What a difference a party on the left can have!
US Secretary of Defense Robert Gates, at the annual International Security Conference in Munich stepped up pressure on Germany to send more troops to Afghanistan and commit them to active fighting not only in the currently more peaceful north but in the battle-ridden south as well. US troops are in short supply.
German Defense Minister Franz Josef Jung categorically said, “No. Not us.” Or at least, “Not just now, anyway, certainly not until October, or if at all, then only in emergencies.” He insisted, “We can’t overturn the decisions and limitations imposed by the Bundestag.”
Gates doesn’t quite understand that. His president in Washington has never given a tinker’s damn for what Congress says – on the rare occasions when it hasn’t kowtowed to him. So why should Jung worry?
Of course, basically, Defense Minister Jung wouldn’t give two euros for the Bundestag’s opinion either. And in the past the governing coalition, whether it consisted of Christian Democrats and Social Democrats or of Social Democrats and Greens, has almost always played “follow the leader” with Washington. The one exception was during the second Iraq war, when Gerhard Schroeder wanted to win the election so desperately that he suddenly began to talk like a king of peace. But even then Rumsfeld’s warriors were permitted to use every military facility in Germany – and are still using the country as its main base for the war against the Iraqis.
But this time the situation has changed. For years, the small PDS (Party of Democratic Socialism) was confined almost entirely to the five eastern provinces of Germany, the former German Democratic Republic, and to some extent to Berlin. It had hardly a tiny toe hold in the far more populous ten western provinces, limiting it to the role of a rarely-needed extra in a b-movie.
But then it merged with a small but dynamic new West German party, made up largely of disgusted ex-members of the Social Democrats and Greens, who rejected the miserable anti-social, pro-corporate and “growing military readiness” positions of both their parties. Add to this mix, people’s rapidly-growing dissatisfaction with the economy. The new merged party started chalking up gains in both the west and the east.
The big fear of the four ruling parties (the fourth was the right-wing business party FDP (the Free Democrats), was that this new party, calling itself Die Linke, or The Left, might some day seep out of its east German ghetto and influence politics in the west.
And this is just what happened! Last spring it won seven seats in the city-state of Bremen. Then came Lower Saxony, where the Christian Democrats had a popular candidate. The Social Democrat got walloped – and the Left won eleven seats, creating, for the first time, a genuine opposition.

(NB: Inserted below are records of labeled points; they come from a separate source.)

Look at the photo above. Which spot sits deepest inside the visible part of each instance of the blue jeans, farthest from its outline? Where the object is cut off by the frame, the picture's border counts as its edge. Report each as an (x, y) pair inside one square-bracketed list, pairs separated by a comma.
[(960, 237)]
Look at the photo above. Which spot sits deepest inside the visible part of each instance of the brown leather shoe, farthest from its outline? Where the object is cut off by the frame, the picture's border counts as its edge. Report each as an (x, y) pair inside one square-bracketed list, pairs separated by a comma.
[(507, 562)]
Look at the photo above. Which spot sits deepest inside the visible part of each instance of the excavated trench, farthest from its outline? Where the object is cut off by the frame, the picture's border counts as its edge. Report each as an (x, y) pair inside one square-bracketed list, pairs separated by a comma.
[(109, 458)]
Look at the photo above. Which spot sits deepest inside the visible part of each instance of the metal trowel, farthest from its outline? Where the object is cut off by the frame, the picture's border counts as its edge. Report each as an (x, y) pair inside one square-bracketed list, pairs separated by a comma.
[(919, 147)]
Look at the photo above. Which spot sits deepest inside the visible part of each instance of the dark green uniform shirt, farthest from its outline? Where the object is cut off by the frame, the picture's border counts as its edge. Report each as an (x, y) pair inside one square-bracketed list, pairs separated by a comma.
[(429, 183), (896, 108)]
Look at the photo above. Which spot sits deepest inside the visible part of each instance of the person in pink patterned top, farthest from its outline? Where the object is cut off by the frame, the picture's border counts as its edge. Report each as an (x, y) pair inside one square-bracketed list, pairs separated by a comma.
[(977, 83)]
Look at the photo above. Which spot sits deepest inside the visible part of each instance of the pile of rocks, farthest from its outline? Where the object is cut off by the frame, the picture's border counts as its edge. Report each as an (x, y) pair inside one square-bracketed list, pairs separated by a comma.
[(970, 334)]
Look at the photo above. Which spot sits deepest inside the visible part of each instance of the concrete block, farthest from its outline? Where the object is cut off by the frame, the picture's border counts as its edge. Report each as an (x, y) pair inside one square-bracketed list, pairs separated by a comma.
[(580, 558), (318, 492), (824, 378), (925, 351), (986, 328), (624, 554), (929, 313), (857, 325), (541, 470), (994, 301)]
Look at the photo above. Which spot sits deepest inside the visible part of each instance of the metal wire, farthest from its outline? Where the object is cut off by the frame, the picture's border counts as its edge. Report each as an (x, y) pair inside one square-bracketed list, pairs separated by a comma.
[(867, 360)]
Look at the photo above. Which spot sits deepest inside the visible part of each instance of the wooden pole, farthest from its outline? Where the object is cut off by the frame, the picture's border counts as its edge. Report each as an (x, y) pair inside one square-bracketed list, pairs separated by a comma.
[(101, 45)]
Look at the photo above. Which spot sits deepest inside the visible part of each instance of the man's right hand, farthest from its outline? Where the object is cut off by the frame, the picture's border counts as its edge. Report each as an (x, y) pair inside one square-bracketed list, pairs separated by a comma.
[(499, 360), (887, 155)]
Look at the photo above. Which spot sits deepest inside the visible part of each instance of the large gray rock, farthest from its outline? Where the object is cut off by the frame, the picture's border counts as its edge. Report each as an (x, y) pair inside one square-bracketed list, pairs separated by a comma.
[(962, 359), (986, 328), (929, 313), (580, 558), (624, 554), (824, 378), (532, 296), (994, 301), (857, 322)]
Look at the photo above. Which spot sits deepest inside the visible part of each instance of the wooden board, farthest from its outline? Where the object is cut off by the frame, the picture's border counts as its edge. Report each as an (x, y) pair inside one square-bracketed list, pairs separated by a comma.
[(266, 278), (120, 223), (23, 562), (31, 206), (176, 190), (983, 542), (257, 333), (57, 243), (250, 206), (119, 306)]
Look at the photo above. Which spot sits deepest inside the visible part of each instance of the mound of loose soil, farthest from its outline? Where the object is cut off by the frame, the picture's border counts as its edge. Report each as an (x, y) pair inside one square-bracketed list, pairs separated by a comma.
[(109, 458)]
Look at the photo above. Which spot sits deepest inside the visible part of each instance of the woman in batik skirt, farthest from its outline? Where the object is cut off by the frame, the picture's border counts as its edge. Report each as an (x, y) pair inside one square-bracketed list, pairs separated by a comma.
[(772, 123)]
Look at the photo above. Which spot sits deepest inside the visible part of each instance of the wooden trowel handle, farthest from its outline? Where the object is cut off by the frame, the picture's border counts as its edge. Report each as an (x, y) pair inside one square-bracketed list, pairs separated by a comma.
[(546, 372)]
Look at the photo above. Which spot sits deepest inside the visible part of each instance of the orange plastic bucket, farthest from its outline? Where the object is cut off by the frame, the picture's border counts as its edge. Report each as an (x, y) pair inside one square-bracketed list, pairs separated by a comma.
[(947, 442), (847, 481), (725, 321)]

In the state of Hesse (where Frankfurt/Main is located), a far more bitter battle was waged. The big news, however, was the 5.1 percent vote for the Left, just barely enough to get into the provincial parliament with seven seats, but enough to pull the bottom card from a shaky house of cards.
The next provincial elections are on February 24th in Hamburg. The polls now give the Left about ten percent. It seems almost inevitable that the Left will make it into the fourth West German legislature, with more votes coming up next year.
Jung’s tough words about obeying the will of the Bundestag and not sending more troops to Afghanistan was undoubtedly pronounced with an eye on the coming elections in Hamburg, for the word has been spreading that the Left is the only party which opposes military actions by German soldiers anywhere on the globe – a position reflecting the will of perhaps 70 percent or more of the German population.
The powerful old forces of 20th century Germany and their offspring, are striving to make Germany a world power once again – not just economically but militarily as well, and their slogan, coined by the last Social Democratic Minister of Defense, was “”the boundaries of our security requirements lie in the Hindu Kush” – in Afghanistan, and elsewhere. And thus far, only the Left has said No.
Important as provincial elections can be in German politics, no one is forgetting that the next national elections are in the autumn of 2009. The Left is not untroubled by inner disputes regarding strategy and direction. One important disagreement concerns the question of joining a coalition with the Social Democrats or Greens, a policy some members reject completely. But it is unquestioned that the Left not only opposes foreign military intervention but also calls for a minimum wage, for preserving the weakening medical insurance system, for winning back free education, and saving the unemployed from compulsory, menial jobs at starvation wages. It also calls for ending discrimination against immigrant minorities. The media strive daily to suppress these facts.
Still, the worst fear of the powers-that-be are becoming reality. The Left, possibly now the third biggest party in all Germany, can no longer be ignored, and the tough-sounding rejection of Robert Gates’ demands by the Defense Minister in Munich is the clearest proof of this.